Strengths of the present study include the long-term follow-up period, the use of a well-documented group of patients, and the use of a comparison group. Furthermore, standardized and validated questionnaires were used and the response rate of the patients to the long-term follow-up questionnaire was 99%. A possible explanation for the high response rate could be the fact that the care for patients with early esophageal adenocarcinoma is provided by highly involved caregivers, which may lead to the willingness to participate.

Also some limitations need to be addressed. First, the sample size of the study was small to begin with and 12 patients in the original advanced surgical group deceased, reducing the control group to 64% of the original cohort. This is why the patients from the early surgical group and the advanced surgical group were combined into one surgical group. Furthermore, the target population of this study is the patients that are treated endoscopically. Second, whereas the patients in the endoscopy group reported a significantly higher score on the WOCS, compared to the surgically group, we are uncertain whether this difference was also clinically relevant as clinically relevant cut-off scores of the WOCS are lacking. However, the moderate-to-large effect sizes are indicative of clinically relevant differences between the two groups. Third, the long-term follow-up data were collected 10 years ago. However, although the changes in endoscopic resection techniques, with a shift towards endoscopic submucosal dissection, the algorithm for endoscopic treatment and follow-up surveillance endoscopies did not change in the last decade. The treatment of patients with early Barrett’s neoplasia is performed by the same medical team over more than a decade, consisting of two endoscopists and two nurse practitioners. Endoscopic resection is still followed by radio frequency ablation as in this study cohort. Furthermore, we do not think that the used resection technique does influence the study outcome. We therefore believe our data are still relevant.1,20 Fourth, except for recurrence rates and the following (endoscopic) treatments, other clinical data were not taken into account. Finally, the original study focused on QOL and fear of cancer recurrence. We did not include QOL in this study because the results of the original study showed that QOL was not influenced by endoscopic treatment 6 months after treatment. We anticipated that QOL would not be negatively influenced by endoscopic treatment after 4 years. Furthermore, we would have a lot of outcome measures compared to number of patients participating the study.

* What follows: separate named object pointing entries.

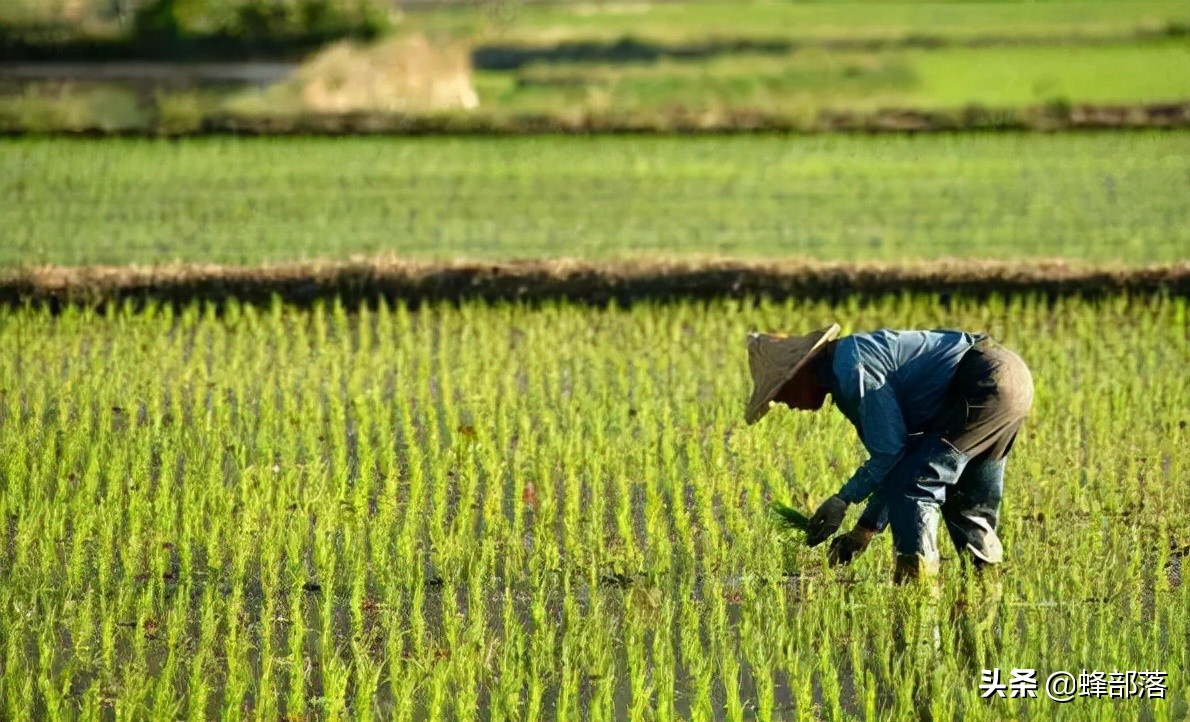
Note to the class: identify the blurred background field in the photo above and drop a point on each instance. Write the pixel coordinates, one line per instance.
(1091, 196)
(657, 66)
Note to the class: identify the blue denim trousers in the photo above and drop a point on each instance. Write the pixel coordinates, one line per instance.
(954, 470)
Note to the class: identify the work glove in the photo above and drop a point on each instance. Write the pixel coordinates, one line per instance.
(845, 547)
(826, 520)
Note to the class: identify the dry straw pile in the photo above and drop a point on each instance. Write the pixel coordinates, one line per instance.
(405, 74)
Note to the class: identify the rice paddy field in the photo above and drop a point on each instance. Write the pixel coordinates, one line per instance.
(1104, 198)
(555, 512)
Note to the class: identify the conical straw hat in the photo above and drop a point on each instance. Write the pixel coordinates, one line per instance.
(775, 359)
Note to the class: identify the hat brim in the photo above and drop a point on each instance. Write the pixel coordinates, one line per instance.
(762, 396)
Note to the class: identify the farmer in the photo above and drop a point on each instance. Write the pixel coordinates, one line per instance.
(938, 412)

The prospects of patients with early esophageal adenocarcinoma are excellent.1–4 However, as demonstrated in this study, worry, fear of cancer recurrence, and general anxiety in endoscopically treated patients are still a relevant finding, even years after successful treatment. As clinicians we have to realize that fear and worry for cancer recurrence are real and the impact of cancer diagnosis may be profound. We need to explore and address patients’ fears and concerns actively. Future studies should explore the reasons, why patients with early esophageal cancer may experience worry, fear of cancer recurrence, and anxiety.6–10,12

Conflicts of interest

Jacques J. Bergman has received unrestricted grants for research support from Cernostics, Olympus Endoscopy, Aqua Medical, and Medtronic; financial support for training programs from Medtronic and Pentax; consultancy fee from Olympus, Fractyl, Endogenex, Digma, Aqua Medical; study sponsoring from Fractyl Laboratories, Endogenex, Digma, CDx Diagnostics, and Lucid. Roos E. Pouw has received speaker’s fee from Medtronic for participation in courses and consultancy fee for MicroTech. Mark I. van Berge Henegouwen has received a grant for research support from Stryker, Consultancy fee from Johnson and Johnson, Alesi Surgical, Mylan, BBraun, and Medtronic. All other authors disclosed no financial relationships relevant to this publication. The data underlying this article cannot be shared publicly due to the privacy of individuals that participated in the study. The data will be shared on reasonable request to the corresponding author. This research received no specific grant from any funding agency in the public, commercial, or not-for-profit sectors.